From 6fe8e3a5bbc421eb598721e5bf64dbb7e6055a1c Mon Sep 17 00:00:00 2001
From: Argenis <theonlyhennygod@gmail.com>
Date: Fri, 13 Mar 2026 09:16:03 -0400
Subject: [PATCH] fix: gracefully handle reasoning_enabled for unsupported
 Ollama models (#3411)

When reasoning_enabled is configured, the Ollama provider sends
think=true to all models. Models that don't support the think parameter
(e.g. qwen3.5:0.8b) cause request failures that the reliable provider
classifies as retryable, leading to an infinite retry loop.

Fix: when a request with think=true fails, automatically retry once
with think omitted. This lets the call succeed on models that lack
reasoning support while preserving thinking for capable models.

Closes #3183
Related #850

Co-authored-by: Claude Opus 4.6 <noreply@anthropic.com>
---
 src/providers/ollama.rs | 90 ++++++++++++++++++++++++++++++++++++-----
 1 file changed, 81 insertions(+), 9 deletions(-)
diff --git a/src/providers/ollama.rs b/src/providers/ollama.rs
index 1e69c8e83..e91625d96 100644
--- a/src/providers/ollama.rs
+++ b/src/providers/ollama.rs
@@ -27,7 +27,7 @@ struct ChatRequest {
     tools: Option<Vec<serde_json::Value>>,
 }
 
-#[derive(Debug, Serialize)]
+#[derive(Debug, Clone, Serialize)]
 struct Message {
     role: String,
     #[serde(skip_serializing_if = "Option::is_none")]
@@ -40,14 +40,14 @@ struct Message {
     tool_name: Option<String>,
 }
 
-#[derive(Debug, Serialize)]
+#[derive(Debug, Clone, Serialize)]
 struct OutgoingToolCall {
     #[serde(rename = "type")]
     kind: String,
     function: OutgoingFunction,
 }
 
-#[derive(Debug, Serialize)]
+#[derive(Debug, Clone, Serialize)]
 struct OutgoingFunction {
     name: String,
     arguments: serde_json::Value,
@@ -258,13 +258,31 @@ impl OllamaProvider {
         model: &str,
         temperature: f64,
         tools: Option<&[serde_json::Value]>,
+    ) -> ChatRequest {
+        self.build_chat_request_with_think(
+            messages,
+            model,
+            temperature,
+            tools,
+            self.reasoning_enabled,
+        )
+    }
+
+    /// Build a chat request with an explicit `think` value.

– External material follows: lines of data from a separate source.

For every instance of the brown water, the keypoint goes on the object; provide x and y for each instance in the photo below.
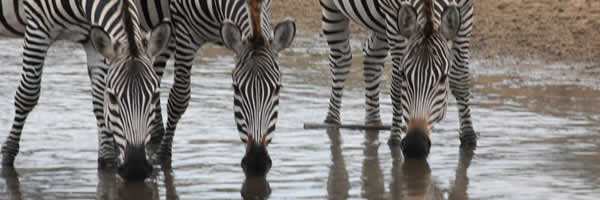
(539, 137)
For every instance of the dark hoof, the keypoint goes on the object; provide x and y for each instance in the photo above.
(394, 141)
(376, 122)
(331, 120)
(163, 158)
(468, 142)
(7, 161)
(396, 152)
(156, 137)
(108, 163)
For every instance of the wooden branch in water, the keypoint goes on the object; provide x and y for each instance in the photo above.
(346, 126)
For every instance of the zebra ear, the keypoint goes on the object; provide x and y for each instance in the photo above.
(450, 23)
(102, 42)
(232, 37)
(407, 21)
(284, 34)
(159, 38)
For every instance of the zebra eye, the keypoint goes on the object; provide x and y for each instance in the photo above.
(112, 98)
(443, 78)
(156, 96)
(145, 42)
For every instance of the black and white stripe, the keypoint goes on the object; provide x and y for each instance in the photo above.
(108, 30)
(381, 18)
(256, 76)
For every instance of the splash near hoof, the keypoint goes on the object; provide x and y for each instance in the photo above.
(469, 141)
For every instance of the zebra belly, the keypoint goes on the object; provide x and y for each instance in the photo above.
(367, 14)
(11, 18)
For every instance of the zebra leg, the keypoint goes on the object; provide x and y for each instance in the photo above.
(376, 50)
(397, 117)
(179, 96)
(35, 46)
(159, 67)
(459, 85)
(336, 31)
(107, 151)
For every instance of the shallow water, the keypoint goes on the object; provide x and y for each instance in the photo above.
(539, 137)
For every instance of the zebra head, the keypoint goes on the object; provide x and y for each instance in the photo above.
(256, 84)
(132, 88)
(424, 70)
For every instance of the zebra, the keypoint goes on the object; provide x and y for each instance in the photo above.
(124, 84)
(397, 27)
(243, 27)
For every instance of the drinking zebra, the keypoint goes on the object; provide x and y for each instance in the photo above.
(242, 26)
(429, 45)
(124, 92)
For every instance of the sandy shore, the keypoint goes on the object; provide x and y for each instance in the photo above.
(551, 30)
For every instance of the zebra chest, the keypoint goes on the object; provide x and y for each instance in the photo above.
(367, 14)
(73, 34)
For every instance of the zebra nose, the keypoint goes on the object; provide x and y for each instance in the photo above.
(416, 144)
(257, 161)
(135, 165)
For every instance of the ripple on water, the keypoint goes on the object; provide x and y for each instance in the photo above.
(538, 140)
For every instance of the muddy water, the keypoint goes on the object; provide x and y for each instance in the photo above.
(539, 137)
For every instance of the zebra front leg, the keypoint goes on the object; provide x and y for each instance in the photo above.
(35, 46)
(460, 87)
(179, 97)
(336, 31)
(107, 151)
(376, 50)
(160, 63)
(397, 117)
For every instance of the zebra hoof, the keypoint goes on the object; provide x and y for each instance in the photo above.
(394, 141)
(156, 137)
(163, 158)
(468, 142)
(375, 122)
(7, 161)
(331, 120)
(107, 163)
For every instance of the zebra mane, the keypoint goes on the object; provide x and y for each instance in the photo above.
(427, 10)
(255, 7)
(129, 26)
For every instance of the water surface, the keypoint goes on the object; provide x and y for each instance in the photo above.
(539, 137)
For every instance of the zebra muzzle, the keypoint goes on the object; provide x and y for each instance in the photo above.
(257, 161)
(416, 144)
(135, 166)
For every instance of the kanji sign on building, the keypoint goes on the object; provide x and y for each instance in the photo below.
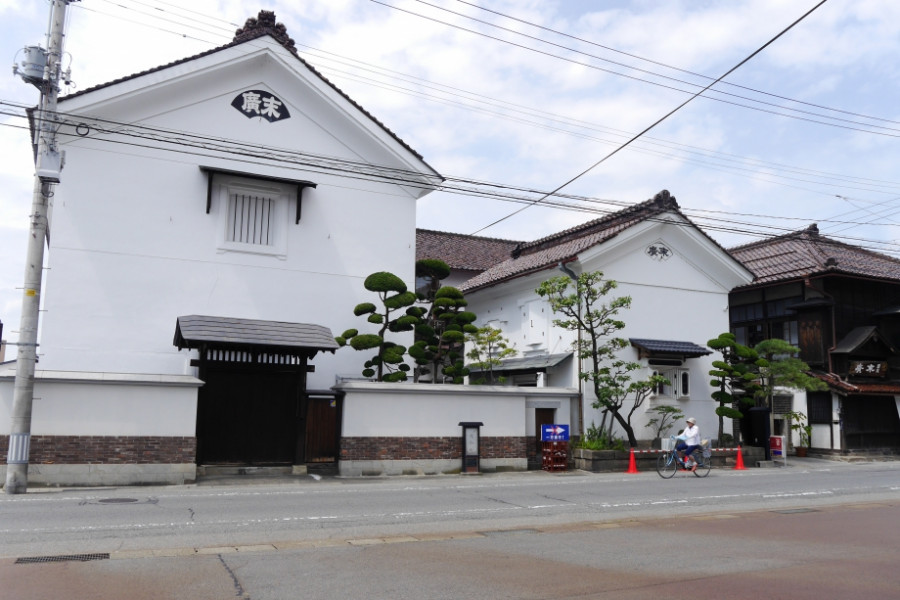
(868, 368)
(262, 104)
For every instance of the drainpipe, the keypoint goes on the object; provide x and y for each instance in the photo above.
(562, 267)
(808, 283)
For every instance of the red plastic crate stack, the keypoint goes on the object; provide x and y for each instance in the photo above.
(555, 456)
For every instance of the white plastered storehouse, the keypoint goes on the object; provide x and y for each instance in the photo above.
(233, 202)
(678, 279)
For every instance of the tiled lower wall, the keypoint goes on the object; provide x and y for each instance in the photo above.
(107, 450)
(374, 456)
(429, 448)
(107, 460)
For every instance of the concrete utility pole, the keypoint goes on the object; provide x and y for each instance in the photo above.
(48, 165)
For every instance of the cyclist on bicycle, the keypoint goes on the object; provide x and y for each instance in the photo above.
(688, 441)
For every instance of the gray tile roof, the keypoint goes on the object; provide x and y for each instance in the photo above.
(859, 337)
(806, 253)
(689, 349)
(193, 331)
(565, 246)
(529, 362)
(460, 251)
(253, 29)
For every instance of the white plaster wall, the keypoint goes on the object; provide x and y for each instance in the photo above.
(132, 247)
(115, 408)
(423, 410)
(684, 298)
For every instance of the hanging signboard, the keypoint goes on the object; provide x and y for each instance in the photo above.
(554, 433)
(777, 449)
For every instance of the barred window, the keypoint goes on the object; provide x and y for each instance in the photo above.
(818, 405)
(254, 215)
(250, 219)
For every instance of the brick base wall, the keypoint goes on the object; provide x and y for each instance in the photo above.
(428, 448)
(107, 450)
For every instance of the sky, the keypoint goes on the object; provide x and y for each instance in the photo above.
(535, 94)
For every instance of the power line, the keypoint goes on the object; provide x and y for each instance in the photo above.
(674, 68)
(203, 145)
(654, 141)
(859, 126)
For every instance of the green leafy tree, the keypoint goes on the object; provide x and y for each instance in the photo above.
(735, 378)
(612, 378)
(488, 348)
(387, 364)
(441, 335)
(783, 369)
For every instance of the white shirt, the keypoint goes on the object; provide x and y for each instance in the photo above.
(691, 435)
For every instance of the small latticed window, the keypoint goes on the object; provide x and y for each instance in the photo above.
(250, 218)
(679, 385)
(254, 215)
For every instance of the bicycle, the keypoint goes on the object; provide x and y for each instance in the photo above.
(669, 462)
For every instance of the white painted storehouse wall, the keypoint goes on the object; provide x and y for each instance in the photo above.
(133, 247)
(682, 298)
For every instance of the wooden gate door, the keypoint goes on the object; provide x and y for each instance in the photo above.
(246, 417)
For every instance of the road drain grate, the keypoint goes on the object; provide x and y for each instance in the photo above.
(503, 532)
(61, 558)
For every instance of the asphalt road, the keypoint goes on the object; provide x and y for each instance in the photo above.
(813, 530)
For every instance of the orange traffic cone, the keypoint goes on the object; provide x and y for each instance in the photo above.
(632, 465)
(739, 465)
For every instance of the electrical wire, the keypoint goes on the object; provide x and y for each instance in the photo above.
(887, 131)
(674, 68)
(666, 116)
(179, 141)
(738, 171)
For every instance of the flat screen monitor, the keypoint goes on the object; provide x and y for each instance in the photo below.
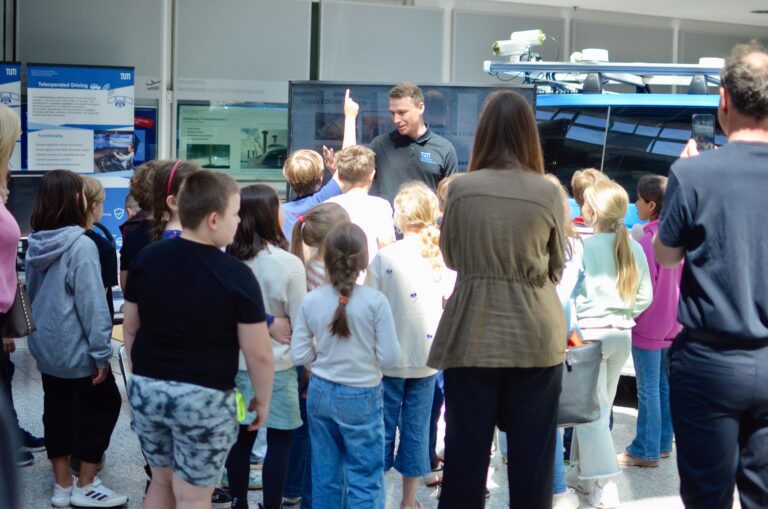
(21, 200)
(316, 113)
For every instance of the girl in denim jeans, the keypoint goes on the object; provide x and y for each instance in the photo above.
(346, 331)
(412, 275)
(652, 336)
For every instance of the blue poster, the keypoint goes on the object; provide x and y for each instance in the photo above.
(10, 95)
(80, 118)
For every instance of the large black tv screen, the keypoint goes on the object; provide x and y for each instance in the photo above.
(316, 113)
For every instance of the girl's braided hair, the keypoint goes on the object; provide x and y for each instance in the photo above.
(345, 255)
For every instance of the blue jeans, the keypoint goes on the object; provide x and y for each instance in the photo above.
(654, 420)
(299, 480)
(346, 426)
(408, 405)
(437, 407)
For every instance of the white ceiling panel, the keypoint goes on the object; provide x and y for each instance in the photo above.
(735, 11)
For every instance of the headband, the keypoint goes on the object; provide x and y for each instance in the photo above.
(173, 172)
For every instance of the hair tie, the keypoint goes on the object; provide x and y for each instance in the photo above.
(173, 172)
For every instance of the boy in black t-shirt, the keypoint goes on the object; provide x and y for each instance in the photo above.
(189, 309)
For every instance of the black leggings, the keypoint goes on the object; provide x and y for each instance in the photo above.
(79, 417)
(276, 466)
(239, 468)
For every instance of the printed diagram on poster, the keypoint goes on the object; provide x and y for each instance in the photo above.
(10, 95)
(80, 118)
(247, 140)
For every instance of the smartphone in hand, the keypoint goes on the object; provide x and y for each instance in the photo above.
(703, 130)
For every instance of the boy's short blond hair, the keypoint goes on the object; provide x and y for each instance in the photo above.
(303, 170)
(93, 190)
(583, 179)
(355, 164)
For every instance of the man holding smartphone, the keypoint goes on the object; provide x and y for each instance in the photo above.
(719, 363)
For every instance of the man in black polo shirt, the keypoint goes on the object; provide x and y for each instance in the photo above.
(713, 216)
(410, 152)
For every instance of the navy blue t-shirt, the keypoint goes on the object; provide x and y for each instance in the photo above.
(714, 208)
(401, 159)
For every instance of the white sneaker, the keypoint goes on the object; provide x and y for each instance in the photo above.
(567, 500)
(96, 495)
(61, 495)
(604, 495)
(583, 486)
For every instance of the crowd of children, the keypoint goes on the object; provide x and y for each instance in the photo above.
(310, 321)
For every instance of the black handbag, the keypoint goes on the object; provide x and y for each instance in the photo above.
(578, 398)
(18, 321)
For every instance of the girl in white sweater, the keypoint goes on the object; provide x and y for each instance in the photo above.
(412, 275)
(616, 288)
(260, 243)
(348, 334)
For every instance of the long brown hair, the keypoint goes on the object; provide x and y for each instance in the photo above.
(346, 254)
(59, 201)
(166, 181)
(507, 136)
(259, 222)
(568, 228)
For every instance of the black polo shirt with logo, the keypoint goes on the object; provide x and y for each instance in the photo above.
(400, 159)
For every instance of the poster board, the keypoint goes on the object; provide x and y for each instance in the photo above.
(249, 141)
(80, 118)
(10, 95)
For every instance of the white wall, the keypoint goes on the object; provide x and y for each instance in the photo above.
(369, 42)
(255, 46)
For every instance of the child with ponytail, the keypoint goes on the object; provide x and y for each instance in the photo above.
(307, 237)
(651, 338)
(346, 331)
(413, 277)
(616, 289)
(166, 183)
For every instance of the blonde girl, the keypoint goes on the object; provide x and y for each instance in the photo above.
(308, 236)
(616, 288)
(413, 277)
(94, 202)
(348, 334)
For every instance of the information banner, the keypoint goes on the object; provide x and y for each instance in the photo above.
(80, 118)
(10, 95)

+    fn build_chat_request_with_think(
+        &self,
+        messages: Vec<Message>,
+        model: &str,
+        temperature: f64,
+        tools: Option<&[serde_json::Value]>,
+        think: Option<bool>,
     ) -> ChatRequest {
         ChatRequest {
             model: model.to_string(),
             messages,
             stream: false,
             options: Options { temperature },
-            think: self.reasoning_enabled,
+            think,
             tools: tools.map(|t| t.to_vec()),
         }
     }
@@ -396,17 +414,18 @@ impl OllamaProvider {
             .collect()
     }
 
-    /// Send a request to Ollama and get the parsed response.

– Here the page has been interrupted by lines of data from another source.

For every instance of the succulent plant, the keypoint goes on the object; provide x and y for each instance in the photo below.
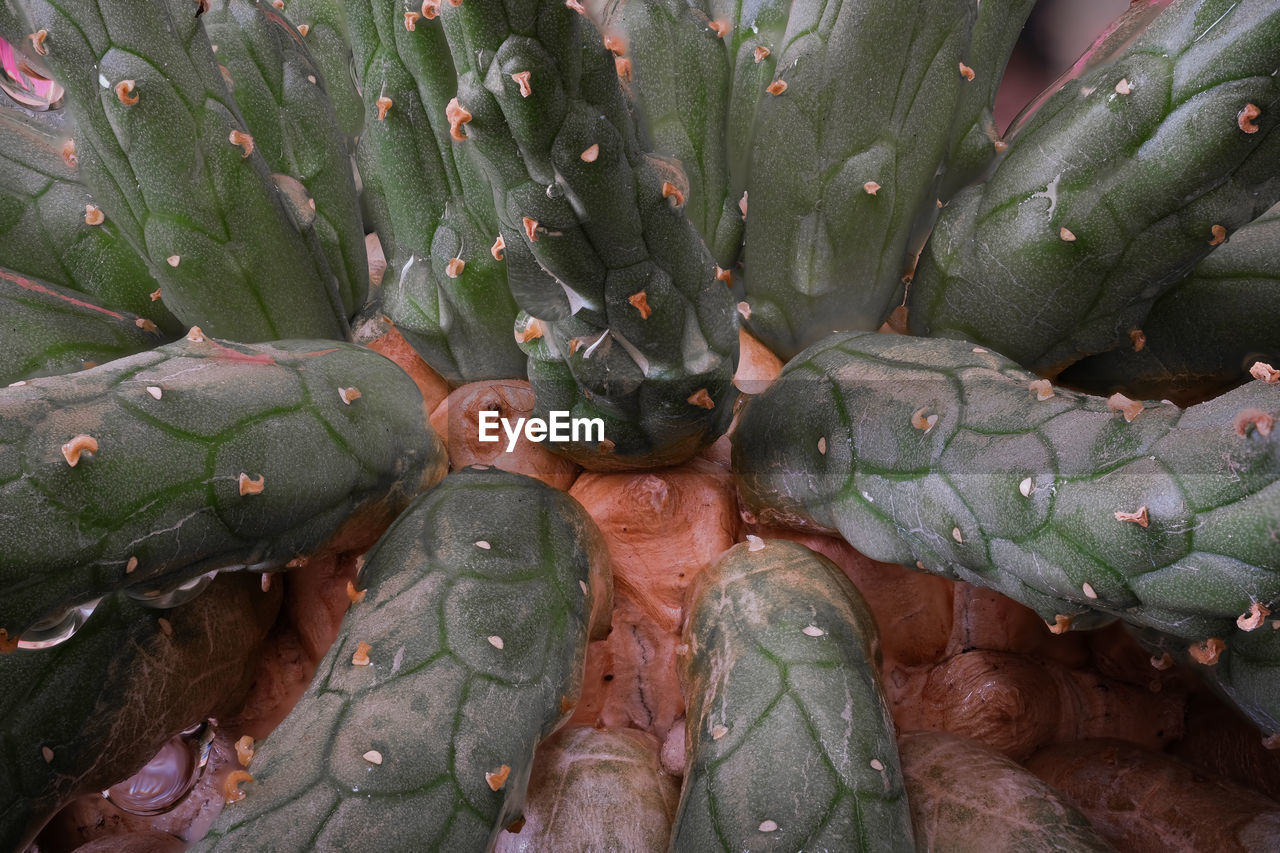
(266, 451)
(781, 658)
(464, 652)
(565, 199)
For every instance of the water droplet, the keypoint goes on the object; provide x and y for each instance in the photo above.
(167, 597)
(165, 780)
(56, 629)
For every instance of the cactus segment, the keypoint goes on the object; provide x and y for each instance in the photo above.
(432, 206)
(106, 698)
(840, 169)
(51, 229)
(974, 137)
(1205, 333)
(949, 457)
(329, 41)
(164, 150)
(277, 85)
(967, 797)
(632, 325)
(595, 789)
(475, 624)
(1246, 671)
(1110, 192)
(677, 71)
(155, 469)
(782, 660)
(49, 331)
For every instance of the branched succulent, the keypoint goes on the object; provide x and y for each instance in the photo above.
(210, 208)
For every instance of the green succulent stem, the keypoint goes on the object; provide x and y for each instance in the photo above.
(949, 457)
(151, 470)
(467, 649)
(625, 318)
(782, 660)
(1112, 190)
(169, 159)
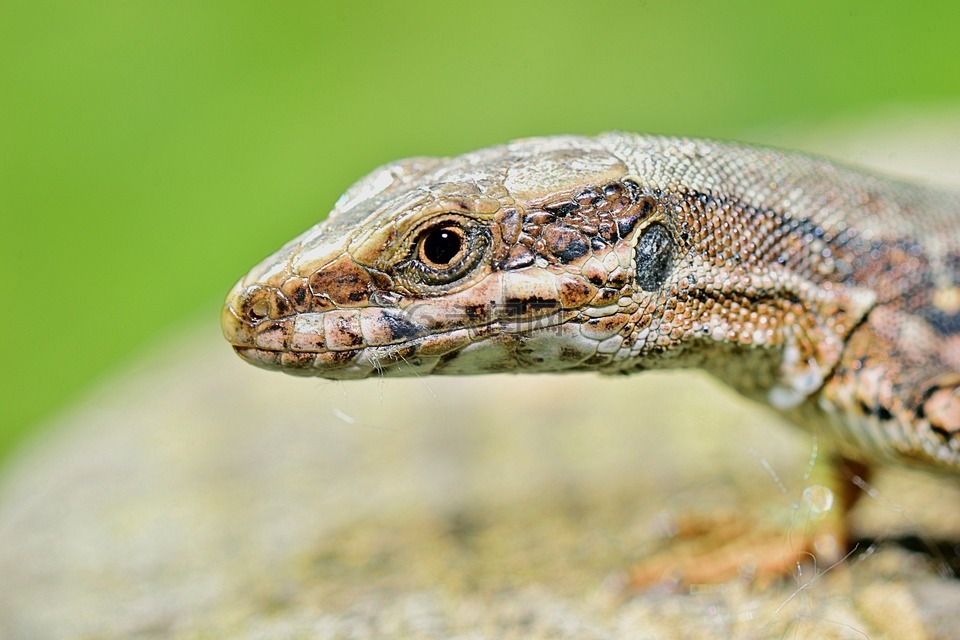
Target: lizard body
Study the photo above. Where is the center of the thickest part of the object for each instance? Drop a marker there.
(830, 294)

-    /// Pass `tools` to enable native function-calling for models that support it.
-    async fn send_request(
+    /// Send a single HTTP request to Ollama and parse the response.

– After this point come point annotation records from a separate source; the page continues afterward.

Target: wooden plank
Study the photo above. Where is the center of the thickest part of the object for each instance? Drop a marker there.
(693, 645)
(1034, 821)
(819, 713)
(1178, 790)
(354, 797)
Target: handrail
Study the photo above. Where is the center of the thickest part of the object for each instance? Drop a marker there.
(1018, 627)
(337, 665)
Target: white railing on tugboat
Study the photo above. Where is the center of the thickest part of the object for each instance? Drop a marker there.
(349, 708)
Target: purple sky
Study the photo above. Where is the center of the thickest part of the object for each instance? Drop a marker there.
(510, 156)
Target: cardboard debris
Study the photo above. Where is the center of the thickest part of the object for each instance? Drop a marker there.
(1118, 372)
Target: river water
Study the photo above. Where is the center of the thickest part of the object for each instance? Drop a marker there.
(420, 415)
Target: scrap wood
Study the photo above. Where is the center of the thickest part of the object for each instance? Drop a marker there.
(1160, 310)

+    async fn send_request_inner(
         &self,
-        messages: Vec<Message>,
+        messages: &[Message],
         model: &str,
         temperature: f64,
         should_auth: bool,
         tools: Option<&[serde_json::Value]>,
+        think: Option<bool>,
     ) -> anyhow::Result<ApiChatResponse> {
-        let request = self.build_chat_request(messages, model, temperature, tools);
+        let request =
+            self.build_chat_request_with_think(messages.to_vec(), model, temperature, tools, think);
 
         let url = format!("{}/api/chat", self.base_url);
 
@@ -466,6 +485,59 @@ impl OllamaProvider {
         Ok(chat_response)
     }
 
+    /// Send a request to Ollama and get the parsed response.
+    /// Pass `tools` to enable native function-calling for models that support it.
+    ///
+    /// When `reasoning_enabled` (`think`) is set to `true`, the first request
+    /// includes `think: true`.  If that request fails (the model may not support
+    /// the `think` parameter), we automatically retry once with `think` omitted
+    /// so the call succeeds instead of entering an infinite retry loop.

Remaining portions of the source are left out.